Geoff Schoos has done us the favor of providing a well-formed opinion on the proposed regulation of all businesses in Cranston being considered by our City Council:
Cranston City Council Alert
Maybe you saw this in Wednesday’s paper, maybe you didn’t. But on Monday, the Cranston City Council will vote on a resolution to request that the General Assembly grant permission for the city to impose a new “regulation” on all local businesses.
You can read the projo article here: link to Projo article.
Or the Cranston Herald article here: Link to Herald article.
Associated with this regulatory scheme is a “Fee” of an undetermined amount. We’re assured that it will be “modest” but modest is in the eye of the beholder. If you’re a small business struggling to keep the doors open, the last thing you need is a “modest” fee associated with a “regulation.”
In the interests of full disclosure, I no longer operate a Cranston-based business. Last month, I relocated to the “dark side”. That’s right, I’ve moved my agency to Warwick. As a result, I have no “skin” in the fate of this resolution one way or the other.
Currently, this regulation/fee will affect all businesses. So, if you run a non-profit agency, you might be lumped in with the for-profit businesses. Mom & Pop stores, auto mechanics, doctors, lawyers, fledgling counseling businesses all could be brought under the regulation.
While I think I understand the motives of the proponents of this regulation, I assert that this is the wrong move at the wrong time. When small businesses are looking for help just to stay open, this amounts to a kick in the slats. Maybe some time when things are better, for a purpose more clearly defined, such a proposal could have some merit. But not now.

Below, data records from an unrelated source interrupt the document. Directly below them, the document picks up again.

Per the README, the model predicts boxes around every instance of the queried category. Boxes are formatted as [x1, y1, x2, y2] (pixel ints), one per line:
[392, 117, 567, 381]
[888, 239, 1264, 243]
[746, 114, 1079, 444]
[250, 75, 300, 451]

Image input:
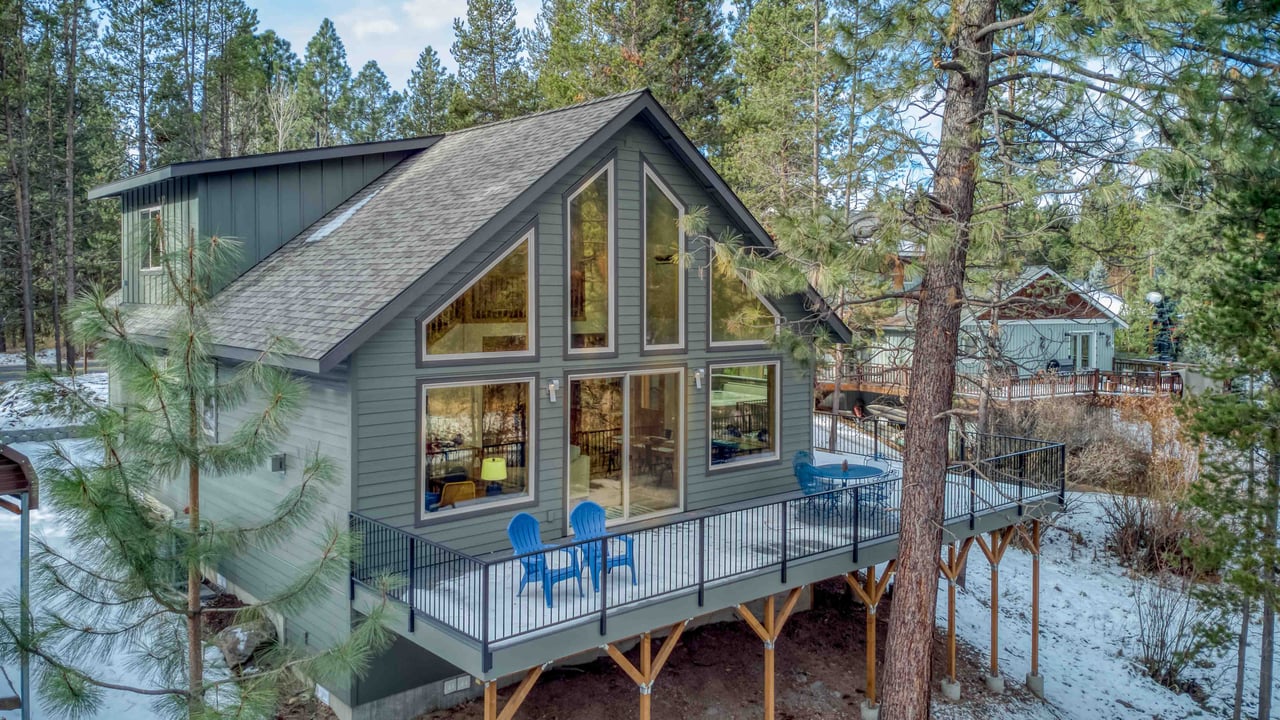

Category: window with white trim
[419, 378, 536, 518]
[566, 160, 614, 354]
[421, 231, 535, 360]
[708, 363, 781, 466]
[710, 261, 782, 346]
[644, 165, 685, 350]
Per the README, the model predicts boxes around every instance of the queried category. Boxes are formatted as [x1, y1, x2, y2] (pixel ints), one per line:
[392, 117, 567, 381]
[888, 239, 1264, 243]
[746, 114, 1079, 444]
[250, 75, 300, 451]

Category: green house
[91, 91, 1056, 717]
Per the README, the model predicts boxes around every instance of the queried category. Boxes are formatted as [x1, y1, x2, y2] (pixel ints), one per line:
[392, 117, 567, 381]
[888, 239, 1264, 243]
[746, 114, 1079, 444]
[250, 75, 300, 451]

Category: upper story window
[138, 206, 164, 270]
[710, 263, 782, 347]
[567, 160, 614, 354]
[644, 165, 685, 350]
[422, 231, 534, 360]
[708, 363, 780, 465]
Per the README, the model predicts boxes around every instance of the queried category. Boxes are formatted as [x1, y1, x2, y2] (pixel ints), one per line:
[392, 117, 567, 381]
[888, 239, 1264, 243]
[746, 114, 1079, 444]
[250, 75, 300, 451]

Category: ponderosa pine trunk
[63, 0, 81, 370]
[883, 0, 996, 720]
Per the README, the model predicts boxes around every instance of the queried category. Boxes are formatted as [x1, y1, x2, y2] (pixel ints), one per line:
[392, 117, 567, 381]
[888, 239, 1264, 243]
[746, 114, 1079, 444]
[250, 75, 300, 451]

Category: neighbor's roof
[97, 90, 849, 372]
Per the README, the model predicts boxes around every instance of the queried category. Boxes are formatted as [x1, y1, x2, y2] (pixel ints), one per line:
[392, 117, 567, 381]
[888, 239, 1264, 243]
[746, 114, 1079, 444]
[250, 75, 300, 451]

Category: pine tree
[0, 238, 389, 719]
[526, 0, 611, 108]
[298, 18, 351, 147]
[343, 60, 402, 142]
[399, 45, 454, 137]
[449, 0, 532, 127]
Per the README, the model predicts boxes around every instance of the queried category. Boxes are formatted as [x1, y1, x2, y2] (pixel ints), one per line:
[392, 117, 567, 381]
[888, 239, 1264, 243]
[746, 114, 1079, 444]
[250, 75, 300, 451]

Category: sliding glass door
[567, 370, 685, 521]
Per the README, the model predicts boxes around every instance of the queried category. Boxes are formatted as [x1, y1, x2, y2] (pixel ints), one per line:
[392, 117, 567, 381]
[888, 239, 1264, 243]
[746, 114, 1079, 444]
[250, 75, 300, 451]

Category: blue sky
[257, 0, 539, 90]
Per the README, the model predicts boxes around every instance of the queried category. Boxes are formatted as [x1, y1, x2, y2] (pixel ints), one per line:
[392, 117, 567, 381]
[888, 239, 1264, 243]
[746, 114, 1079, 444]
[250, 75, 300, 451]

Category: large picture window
[710, 263, 780, 346]
[422, 232, 534, 360]
[419, 378, 535, 518]
[644, 165, 685, 350]
[709, 363, 778, 466]
[568, 163, 614, 352]
[568, 369, 685, 521]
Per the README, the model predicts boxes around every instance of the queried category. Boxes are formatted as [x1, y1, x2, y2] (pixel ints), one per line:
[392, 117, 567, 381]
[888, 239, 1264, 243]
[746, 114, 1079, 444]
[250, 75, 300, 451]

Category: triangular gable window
[422, 232, 534, 360]
[712, 263, 781, 345]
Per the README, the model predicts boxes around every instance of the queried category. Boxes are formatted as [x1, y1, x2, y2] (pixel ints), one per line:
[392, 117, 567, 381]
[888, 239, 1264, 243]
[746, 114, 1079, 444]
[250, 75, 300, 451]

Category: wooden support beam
[484, 665, 547, 720]
[737, 585, 804, 720]
[1018, 520, 1041, 675]
[601, 620, 689, 720]
[938, 538, 973, 683]
[977, 525, 1016, 678]
[845, 559, 897, 707]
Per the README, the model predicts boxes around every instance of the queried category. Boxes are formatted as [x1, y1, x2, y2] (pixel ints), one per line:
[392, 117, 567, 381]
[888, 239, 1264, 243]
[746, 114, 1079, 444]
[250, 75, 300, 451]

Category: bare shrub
[1133, 571, 1220, 696]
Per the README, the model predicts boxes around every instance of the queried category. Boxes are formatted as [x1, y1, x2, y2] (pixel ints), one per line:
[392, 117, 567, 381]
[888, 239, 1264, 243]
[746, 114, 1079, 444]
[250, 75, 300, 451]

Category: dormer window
[421, 231, 534, 360]
[710, 263, 782, 347]
[566, 160, 614, 355]
[138, 208, 164, 270]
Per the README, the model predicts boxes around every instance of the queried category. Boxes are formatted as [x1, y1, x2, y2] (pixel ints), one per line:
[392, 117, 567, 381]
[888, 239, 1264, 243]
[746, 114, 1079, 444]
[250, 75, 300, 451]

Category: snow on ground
[0, 347, 56, 365]
[0, 373, 106, 430]
[0, 441, 159, 720]
[937, 493, 1280, 720]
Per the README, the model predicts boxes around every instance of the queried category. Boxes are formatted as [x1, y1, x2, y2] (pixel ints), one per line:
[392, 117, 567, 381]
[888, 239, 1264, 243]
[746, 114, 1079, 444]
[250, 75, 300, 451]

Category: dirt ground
[419, 582, 1030, 720]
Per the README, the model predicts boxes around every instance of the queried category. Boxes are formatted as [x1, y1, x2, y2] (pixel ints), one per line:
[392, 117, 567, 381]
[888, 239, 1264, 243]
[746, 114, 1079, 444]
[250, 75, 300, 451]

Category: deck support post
[484, 662, 550, 720]
[938, 538, 973, 700]
[601, 620, 689, 720]
[1018, 520, 1044, 700]
[737, 585, 804, 720]
[975, 525, 1016, 693]
[845, 560, 897, 716]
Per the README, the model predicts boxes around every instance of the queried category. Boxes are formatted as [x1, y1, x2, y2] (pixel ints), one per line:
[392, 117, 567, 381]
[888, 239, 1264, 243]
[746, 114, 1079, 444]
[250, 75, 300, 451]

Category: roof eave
[88, 135, 444, 200]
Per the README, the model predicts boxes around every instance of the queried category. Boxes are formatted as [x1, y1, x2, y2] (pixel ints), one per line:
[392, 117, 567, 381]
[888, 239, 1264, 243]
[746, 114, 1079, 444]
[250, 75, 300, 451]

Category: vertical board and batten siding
[352, 120, 813, 551]
[120, 177, 200, 304]
[200, 151, 410, 274]
[152, 365, 351, 701]
[120, 151, 411, 304]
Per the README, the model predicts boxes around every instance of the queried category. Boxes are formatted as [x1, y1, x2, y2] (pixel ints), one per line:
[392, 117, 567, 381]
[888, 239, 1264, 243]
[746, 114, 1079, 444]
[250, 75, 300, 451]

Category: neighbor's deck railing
[349, 425, 1065, 671]
[817, 364, 1183, 401]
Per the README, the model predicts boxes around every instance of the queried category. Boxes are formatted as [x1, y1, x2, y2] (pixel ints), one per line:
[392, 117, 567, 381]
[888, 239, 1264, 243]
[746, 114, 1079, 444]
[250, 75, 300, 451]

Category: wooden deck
[815, 365, 1183, 402]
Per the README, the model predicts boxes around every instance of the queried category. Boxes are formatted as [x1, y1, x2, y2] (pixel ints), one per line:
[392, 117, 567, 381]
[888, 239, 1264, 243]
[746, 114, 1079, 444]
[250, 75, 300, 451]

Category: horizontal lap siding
[201, 368, 351, 648]
[352, 117, 812, 551]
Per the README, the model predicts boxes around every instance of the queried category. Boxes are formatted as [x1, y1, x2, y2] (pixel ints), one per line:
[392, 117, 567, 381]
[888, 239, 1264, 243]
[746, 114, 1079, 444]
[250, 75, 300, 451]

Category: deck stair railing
[349, 428, 1065, 671]
[815, 361, 1183, 401]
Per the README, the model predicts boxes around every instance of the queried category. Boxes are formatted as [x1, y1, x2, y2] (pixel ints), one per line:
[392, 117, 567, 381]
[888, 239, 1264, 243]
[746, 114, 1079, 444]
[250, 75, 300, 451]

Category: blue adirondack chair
[568, 500, 636, 592]
[507, 512, 584, 607]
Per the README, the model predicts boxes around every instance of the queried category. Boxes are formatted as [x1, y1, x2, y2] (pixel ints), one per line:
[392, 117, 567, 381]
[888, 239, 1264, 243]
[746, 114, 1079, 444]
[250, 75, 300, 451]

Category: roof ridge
[444, 87, 649, 137]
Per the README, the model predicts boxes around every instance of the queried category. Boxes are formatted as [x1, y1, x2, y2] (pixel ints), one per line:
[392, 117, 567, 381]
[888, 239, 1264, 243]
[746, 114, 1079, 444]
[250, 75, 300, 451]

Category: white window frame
[138, 205, 164, 272]
[413, 375, 538, 524]
[707, 359, 782, 473]
[564, 158, 618, 356]
[640, 163, 689, 351]
[707, 263, 782, 347]
[417, 228, 538, 364]
[561, 365, 689, 525]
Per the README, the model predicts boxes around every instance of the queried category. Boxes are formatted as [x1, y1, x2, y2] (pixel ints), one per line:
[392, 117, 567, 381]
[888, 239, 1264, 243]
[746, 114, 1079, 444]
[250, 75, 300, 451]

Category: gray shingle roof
[183, 92, 641, 360]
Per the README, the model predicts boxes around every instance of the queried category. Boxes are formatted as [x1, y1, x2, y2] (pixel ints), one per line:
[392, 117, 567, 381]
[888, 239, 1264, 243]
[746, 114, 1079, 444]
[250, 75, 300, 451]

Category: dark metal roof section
[88, 135, 444, 200]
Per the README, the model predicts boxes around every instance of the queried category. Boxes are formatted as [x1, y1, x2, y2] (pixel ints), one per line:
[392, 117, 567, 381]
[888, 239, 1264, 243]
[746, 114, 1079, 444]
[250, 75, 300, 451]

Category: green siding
[152, 366, 351, 700]
[352, 122, 813, 551]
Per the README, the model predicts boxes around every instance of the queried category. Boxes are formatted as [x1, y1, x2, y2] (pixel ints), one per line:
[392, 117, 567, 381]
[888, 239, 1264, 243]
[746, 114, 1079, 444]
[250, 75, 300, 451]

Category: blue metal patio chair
[568, 500, 636, 592]
[507, 512, 584, 607]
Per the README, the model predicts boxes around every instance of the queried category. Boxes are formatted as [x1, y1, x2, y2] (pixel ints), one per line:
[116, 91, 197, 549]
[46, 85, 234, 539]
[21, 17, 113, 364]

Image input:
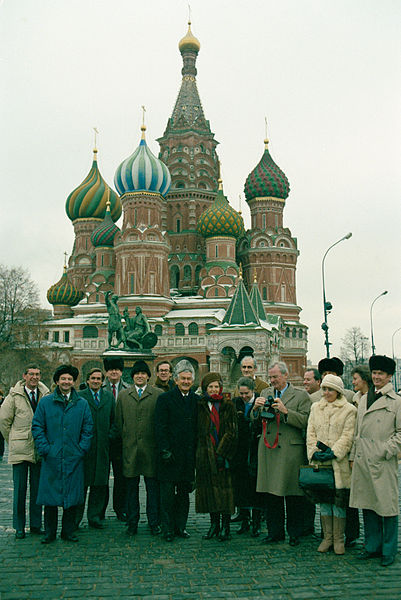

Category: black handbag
[298, 465, 336, 494]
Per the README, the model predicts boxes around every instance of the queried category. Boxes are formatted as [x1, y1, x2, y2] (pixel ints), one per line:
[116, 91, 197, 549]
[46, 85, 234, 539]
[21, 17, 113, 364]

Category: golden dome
[178, 21, 200, 52]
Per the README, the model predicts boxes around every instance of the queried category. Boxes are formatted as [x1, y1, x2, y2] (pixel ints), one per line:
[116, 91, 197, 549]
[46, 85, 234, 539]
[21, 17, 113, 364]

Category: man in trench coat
[155, 360, 199, 542]
[116, 360, 162, 535]
[350, 355, 401, 567]
[32, 365, 93, 544]
[76, 367, 115, 529]
[251, 362, 311, 546]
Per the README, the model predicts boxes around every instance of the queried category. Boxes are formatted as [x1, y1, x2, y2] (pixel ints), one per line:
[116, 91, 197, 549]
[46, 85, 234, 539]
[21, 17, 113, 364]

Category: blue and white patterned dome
[114, 125, 171, 196]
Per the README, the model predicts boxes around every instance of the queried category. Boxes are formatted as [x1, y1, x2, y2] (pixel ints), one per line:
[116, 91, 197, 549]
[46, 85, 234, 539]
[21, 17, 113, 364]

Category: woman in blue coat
[32, 365, 93, 544]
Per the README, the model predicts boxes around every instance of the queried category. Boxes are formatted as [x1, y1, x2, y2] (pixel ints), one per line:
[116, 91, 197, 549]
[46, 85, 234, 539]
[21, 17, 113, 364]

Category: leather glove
[216, 454, 226, 471]
[160, 450, 174, 465]
[312, 448, 335, 462]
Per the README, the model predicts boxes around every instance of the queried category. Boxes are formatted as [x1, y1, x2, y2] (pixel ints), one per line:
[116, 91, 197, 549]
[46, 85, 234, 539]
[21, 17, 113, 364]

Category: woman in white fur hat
[306, 375, 357, 554]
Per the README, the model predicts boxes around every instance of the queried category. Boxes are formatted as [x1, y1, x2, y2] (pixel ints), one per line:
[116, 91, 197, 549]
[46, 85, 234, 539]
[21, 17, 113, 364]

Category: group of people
[0, 356, 401, 566]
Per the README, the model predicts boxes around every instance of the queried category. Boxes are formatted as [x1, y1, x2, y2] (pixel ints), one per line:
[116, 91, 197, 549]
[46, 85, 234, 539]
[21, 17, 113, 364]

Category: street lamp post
[322, 233, 352, 358]
[370, 290, 388, 356]
[391, 327, 401, 391]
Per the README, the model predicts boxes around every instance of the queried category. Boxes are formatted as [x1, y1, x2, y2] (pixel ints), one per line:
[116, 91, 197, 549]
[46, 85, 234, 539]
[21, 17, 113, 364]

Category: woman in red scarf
[195, 373, 237, 541]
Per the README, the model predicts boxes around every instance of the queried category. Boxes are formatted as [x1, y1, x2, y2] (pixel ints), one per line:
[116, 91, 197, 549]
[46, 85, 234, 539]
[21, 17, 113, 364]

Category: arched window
[175, 323, 185, 335]
[188, 323, 199, 335]
[82, 325, 99, 338]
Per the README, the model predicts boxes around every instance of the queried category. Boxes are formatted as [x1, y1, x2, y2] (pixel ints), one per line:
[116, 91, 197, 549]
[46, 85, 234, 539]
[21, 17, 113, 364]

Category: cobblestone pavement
[0, 457, 401, 600]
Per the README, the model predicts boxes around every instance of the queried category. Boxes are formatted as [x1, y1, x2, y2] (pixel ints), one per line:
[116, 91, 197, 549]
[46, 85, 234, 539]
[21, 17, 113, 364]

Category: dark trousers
[160, 481, 190, 533]
[126, 475, 160, 527]
[266, 494, 304, 539]
[44, 506, 76, 538]
[13, 460, 42, 531]
[75, 485, 109, 527]
[362, 509, 398, 557]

If you are a small business owner, you should go to Monday’s council meeting and tell them what you think. This is your opportunity to make yourself heard before the enactment of a new ordinance/regulation instead of complaining about it after it is implemented.
My own personal opinion, and yes I do have a dog in the fight as a fledgling business owner in Cranston, is: please, no new forms to fill out and things to file and charges to pay! As a health professional and a school certified social worker, small businesses like mine are already heavily regulated — to the tune of about $800 a year in associated licensing, malpractice, and organizational fees. There is no reason for paying another fee to Cranston.
If the Cranston City Council wants to help business development by setting up a free online registration for Cranston businesses, that might be a relatively easy and inexpensive way to keep track of things and possibly help promote the wide variety of services available in the city. Beyond that, I think our local government should let us churn our little wheels of employment without added fees.